Mit diesen Sätzen beginnt Tom Wolfes Artikel. Er schildert zunächst, wie er ab 1988 für den Roman recherchierte. Unter anderem wollte er auch hinter die Kulissen des Fernsehens schauen. Das Ergebnis war die Novelle „Hinterhalt in Fort Bragg“ („Ambush at Fort Bragg“). Erst nach elf Jahren Arbeit erschien der Roman „Ein ganzer Kerl“ („A Man in Full“) im November 1998 endlich bei Farrar, Straus und Giroux in New York, und zwar mit einer Startauflage von 1,2 Millionen Exemplaren. Sieben weitere Auflagen von je 25 000 Exemplaren folgten. Dazu kamen die Übersetzungen. „Ein ganzer Kerl“ war ein Riesenerfolg und erhielt viele gute Kritiken – bis John Updike (68), Norman Mailer (75) und John Irving (57) sich erhoben und den Roman mit ihrem Bannfluch belegten. John Updike schrieb im „New Yorker“, Norman Mailer im „New York Review of Books“ und John Irving tobte in der Fernsehsendung „Hot Type“. Die drei amerikanischen Romanautoren waren sich einig, dass „Ein ganzer Kerl“ nicht zur ernsten Literatur zähle und nicht von einem Schriftsteller, sondern von einem Journalisten geschrieben worden sei. John Updike hielt „Ein ganzer Kerl“ für bloße Unterhaltung, Normal Mailer einfach für einen Mega-Bestseller und John Irving für einen journalistischen Exzess. Der Moderator der Fernsehsendung „Hot Type“ gab schließlich Tom Wolfe die Gelegenheit, sich zu dem Verdikt zu äußern.In seiner Replik verglich Tom Wolfe die drei Romanciers mit Larry, Curly und Moe, „The Three Stooges“, einer seit dem Ende der Zwanzigerjahre aus zweihundert Kurzfilmen bekannten amerikanischen Komikergruppe, und bezeichnete sie als seine Stichwortgeber. Als der Moderator Tom Wolfe fragte, warum John Updike, Norman Mailer und John Irving wohl seinen neuen Roman ablehnten, antwortete er:

Ein ganzer Kerl hatte ihnen Angst gemacht. Sie waren verunsichert. So einfach war das. Ein ganzer Kerl war das Beispiel – und ein beunruhigend sichtbares noch dazu – einer möglichen, nein, der wahrscheinlich kommenden Richtung in der Literatur des ausgehenden 20. und beginnenden 21. Jahrhunderts: der äußerst realistische Roman, auf Recherchen basierend, die rückhaltslos in die gesellschaftliche Realität des Amerika von heute, dieses Augenblicks eintauchen – eine Revolution eher des Inhalts als der Form –, die jeden Augenblick die Künste in Amerika mitreißen werde, eine Revolution, die bald viele angesehene Künstler, wie zum Beispiel unsere drei alten Romanciers, kraftlos und irrelevant erscheinen lassen werde. (Seite 186)

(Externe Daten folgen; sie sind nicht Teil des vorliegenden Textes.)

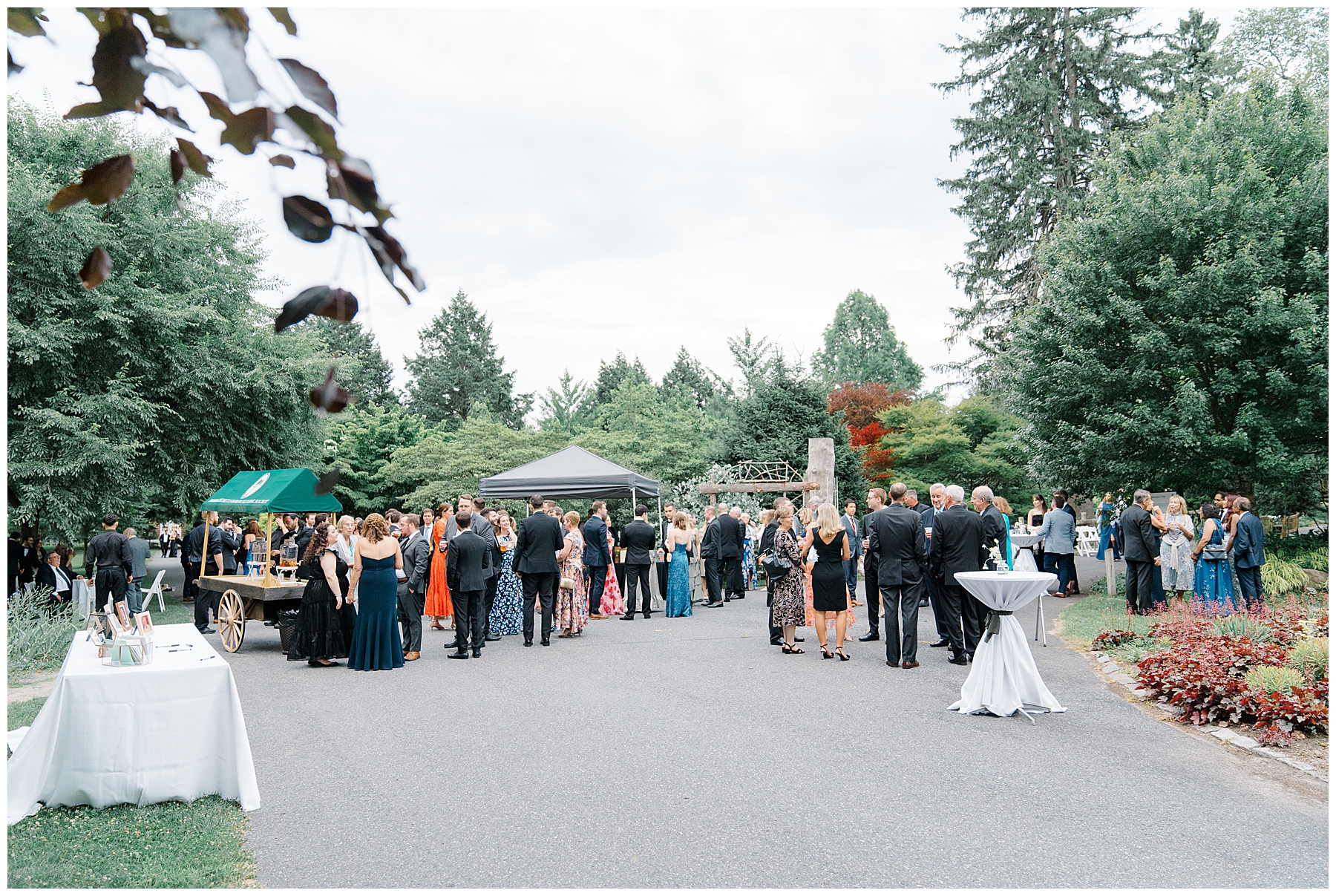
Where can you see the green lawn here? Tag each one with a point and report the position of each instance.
(170, 844)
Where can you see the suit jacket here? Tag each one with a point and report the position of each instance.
(957, 544)
(1139, 536)
(710, 541)
(596, 543)
(537, 541)
(1249, 541)
(465, 568)
(731, 537)
(855, 536)
(417, 561)
(995, 528)
(895, 537)
(639, 541)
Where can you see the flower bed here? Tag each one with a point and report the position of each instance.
(1200, 665)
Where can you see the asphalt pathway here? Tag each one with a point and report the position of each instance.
(691, 753)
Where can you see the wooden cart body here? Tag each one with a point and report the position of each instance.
(247, 598)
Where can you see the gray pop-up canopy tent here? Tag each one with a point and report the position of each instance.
(569, 473)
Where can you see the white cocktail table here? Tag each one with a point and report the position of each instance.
(1003, 678)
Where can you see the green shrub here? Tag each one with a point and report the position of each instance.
(1309, 657)
(39, 633)
(1272, 678)
(1244, 627)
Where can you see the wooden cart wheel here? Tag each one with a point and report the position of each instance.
(232, 621)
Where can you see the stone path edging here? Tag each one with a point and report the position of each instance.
(1113, 670)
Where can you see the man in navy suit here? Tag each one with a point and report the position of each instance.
(596, 557)
(1249, 545)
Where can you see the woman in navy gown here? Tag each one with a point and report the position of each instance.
(679, 589)
(376, 637)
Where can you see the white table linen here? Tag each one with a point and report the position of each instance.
(140, 735)
(1003, 677)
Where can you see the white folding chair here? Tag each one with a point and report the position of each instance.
(155, 590)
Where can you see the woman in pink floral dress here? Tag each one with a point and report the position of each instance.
(572, 603)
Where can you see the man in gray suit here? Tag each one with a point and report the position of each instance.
(417, 565)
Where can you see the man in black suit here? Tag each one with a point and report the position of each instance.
(1139, 551)
(417, 563)
(537, 541)
(871, 586)
(639, 541)
(465, 575)
(897, 538)
(958, 548)
(855, 549)
(710, 556)
(596, 557)
(731, 537)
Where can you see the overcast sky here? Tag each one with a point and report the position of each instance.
(601, 180)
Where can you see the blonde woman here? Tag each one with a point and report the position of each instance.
(376, 560)
(830, 593)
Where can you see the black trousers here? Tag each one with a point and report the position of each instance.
(110, 583)
(873, 593)
(952, 600)
(714, 566)
(412, 604)
(638, 575)
(1142, 578)
(543, 586)
(901, 623)
(489, 597)
(468, 618)
(597, 577)
(733, 576)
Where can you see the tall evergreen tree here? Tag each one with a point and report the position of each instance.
(1052, 83)
(459, 364)
(861, 347)
(360, 364)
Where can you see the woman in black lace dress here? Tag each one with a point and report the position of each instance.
(325, 620)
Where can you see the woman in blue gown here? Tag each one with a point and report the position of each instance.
(376, 637)
(1212, 585)
(679, 586)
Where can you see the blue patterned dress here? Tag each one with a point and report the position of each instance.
(1212, 585)
(508, 608)
(679, 589)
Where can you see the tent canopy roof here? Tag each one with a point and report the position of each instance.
(273, 491)
(569, 473)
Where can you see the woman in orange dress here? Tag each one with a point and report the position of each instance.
(437, 593)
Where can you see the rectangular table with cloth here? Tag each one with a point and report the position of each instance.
(1003, 678)
(140, 735)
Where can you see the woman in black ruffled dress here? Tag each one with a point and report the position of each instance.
(327, 618)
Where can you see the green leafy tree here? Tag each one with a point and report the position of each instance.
(1052, 85)
(776, 418)
(861, 347)
(361, 442)
(457, 364)
(360, 366)
(1182, 337)
(567, 408)
(1286, 45)
(1191, 62)
(146, 393)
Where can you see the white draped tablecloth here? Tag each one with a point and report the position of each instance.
(140, 735)
(1003, 677)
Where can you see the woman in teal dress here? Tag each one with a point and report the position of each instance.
(1212, 585)
(679, 588)
(376, 637)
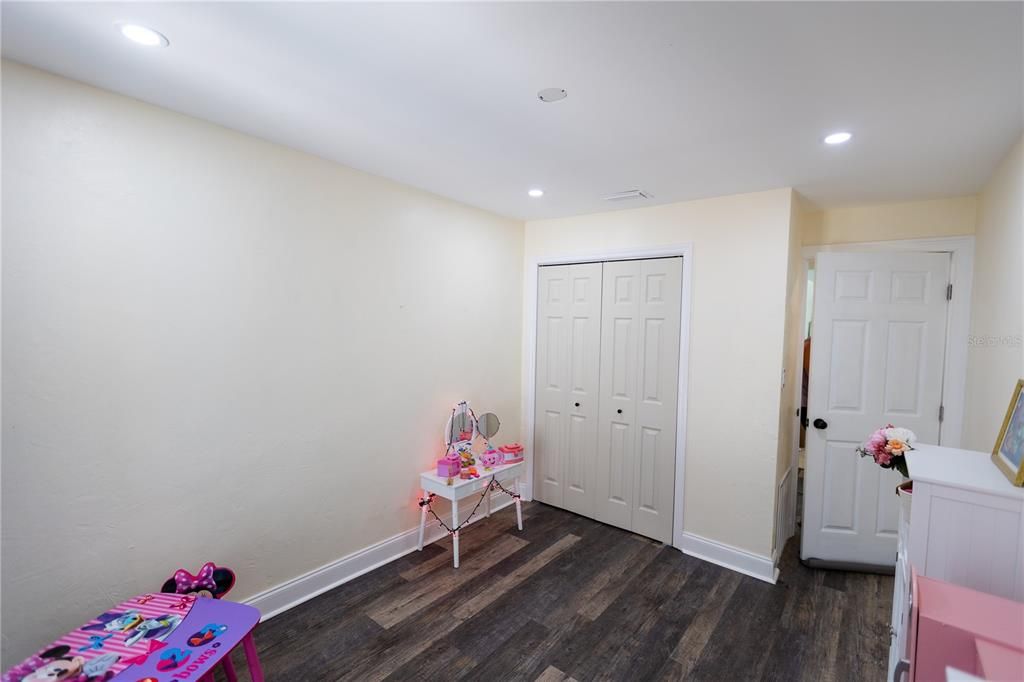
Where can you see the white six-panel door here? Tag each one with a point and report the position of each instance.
(607, 367)
(568, 339)
(636, 444)
(878, 350)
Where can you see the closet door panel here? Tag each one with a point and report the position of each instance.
(582, 409)
(552, 383)
(657, 373)
(614, 456)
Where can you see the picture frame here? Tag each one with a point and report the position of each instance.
(1009, 452)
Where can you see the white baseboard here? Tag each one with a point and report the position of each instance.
(755, 565)
(292, 593)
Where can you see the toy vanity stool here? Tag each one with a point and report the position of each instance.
(459, 475)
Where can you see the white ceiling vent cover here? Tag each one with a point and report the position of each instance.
(629, 194)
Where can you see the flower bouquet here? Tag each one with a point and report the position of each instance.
(888, 446)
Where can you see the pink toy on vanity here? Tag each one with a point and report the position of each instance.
(448, 467)
(511, 453)
(492, 458)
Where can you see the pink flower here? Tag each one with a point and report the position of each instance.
(877, 443)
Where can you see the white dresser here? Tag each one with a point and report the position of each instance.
(964, 524)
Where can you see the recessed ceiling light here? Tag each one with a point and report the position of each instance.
(142, 35)
(551, 94)
(838, 138)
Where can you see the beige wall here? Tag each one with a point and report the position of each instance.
(995, 355)
(740, 252)
(216, 348)
(878, 222)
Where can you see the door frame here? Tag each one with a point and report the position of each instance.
(957, 322)
(685, 251)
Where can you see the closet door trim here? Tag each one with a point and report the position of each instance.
(534, 264)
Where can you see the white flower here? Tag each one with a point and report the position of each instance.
(899, 433)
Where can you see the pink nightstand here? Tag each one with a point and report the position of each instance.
(975, 632)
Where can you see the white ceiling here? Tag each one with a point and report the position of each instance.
(680, 99)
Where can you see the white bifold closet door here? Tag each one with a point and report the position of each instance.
(607, 377)
(568, 343)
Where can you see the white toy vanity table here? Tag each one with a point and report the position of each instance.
(461, 432)
(459, 489)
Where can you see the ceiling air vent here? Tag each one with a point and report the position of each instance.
(629, 194)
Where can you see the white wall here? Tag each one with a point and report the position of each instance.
(217, 348)
(897, 220)
(740, 252)
(995, 355)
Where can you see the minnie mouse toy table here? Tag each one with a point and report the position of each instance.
(158, 637)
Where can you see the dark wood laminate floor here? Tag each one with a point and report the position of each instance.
(570, 598)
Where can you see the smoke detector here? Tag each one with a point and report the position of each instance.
(551, 94)
(629, 194)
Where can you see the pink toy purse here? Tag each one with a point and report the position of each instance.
(511, 453)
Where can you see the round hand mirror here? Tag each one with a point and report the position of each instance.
(461, 427)
(487, 425)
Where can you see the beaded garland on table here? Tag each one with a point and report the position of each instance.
(493, 484)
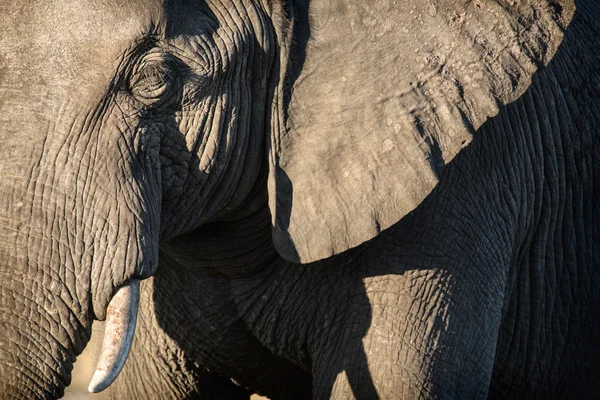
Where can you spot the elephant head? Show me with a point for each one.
(126, 123)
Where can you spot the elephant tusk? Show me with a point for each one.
(120, 327)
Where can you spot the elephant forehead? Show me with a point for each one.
(70, 42)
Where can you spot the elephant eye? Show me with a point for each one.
(154, 80)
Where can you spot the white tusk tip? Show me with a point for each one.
(100, 381)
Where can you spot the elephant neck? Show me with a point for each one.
(237, 245)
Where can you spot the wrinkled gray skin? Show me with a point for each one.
(128, 125)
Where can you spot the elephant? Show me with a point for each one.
(326, 198)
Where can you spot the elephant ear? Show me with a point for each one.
(379, 96)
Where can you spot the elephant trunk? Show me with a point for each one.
(40, 334)
(76, 223)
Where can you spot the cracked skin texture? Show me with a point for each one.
(437, 277)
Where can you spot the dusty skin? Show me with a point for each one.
(327, 199)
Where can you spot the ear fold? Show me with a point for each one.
(379, 96)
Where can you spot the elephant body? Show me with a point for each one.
(348, 262)
(488, 289)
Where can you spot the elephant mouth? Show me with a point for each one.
(121, 316)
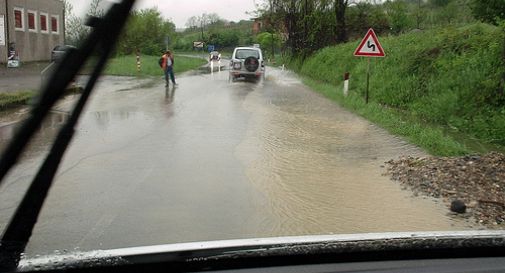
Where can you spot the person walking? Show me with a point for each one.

Tom Wolfe wirft John Updike, Norman Mailer und John Irving vor, sich im Gegensatz zu ihm nicht auf das Leben eingelassen und stattdessen fast ausschließlich Fantasieromane geschrieben zu haben.

Statt in die Welt hinauszuziehen, statt sich in den (für mich) unwiderstehlich gespenstischen Karneval des amerikanischen Lebens im Hier und Jetzt zu stürzen, statt mit dionysischem Ja-Sagen, wie Nietzsche es formuliert hätte, ins rohe, raue, lustgesättigte Gewühl hinauszustürmen, das mit verstärktem oktophonischem Gepauke überall um sie herum auf sie einhämmert, hatten unsere alten Löwen sich zurückgezogen, waren sie, die Augen gegen das Licht abschirmend, zurückgewichen […] (Seite 188f)

Die große Zeit des amerikanischen Romans sei von 1900 (Theodore Dreiser: Schwester Carrie) bis 1939 (John Steinbeck: Früchte des Zorns) gewesen, behauptet Tom Wolfe. Damals wurden naturalistische Romane geschrieben.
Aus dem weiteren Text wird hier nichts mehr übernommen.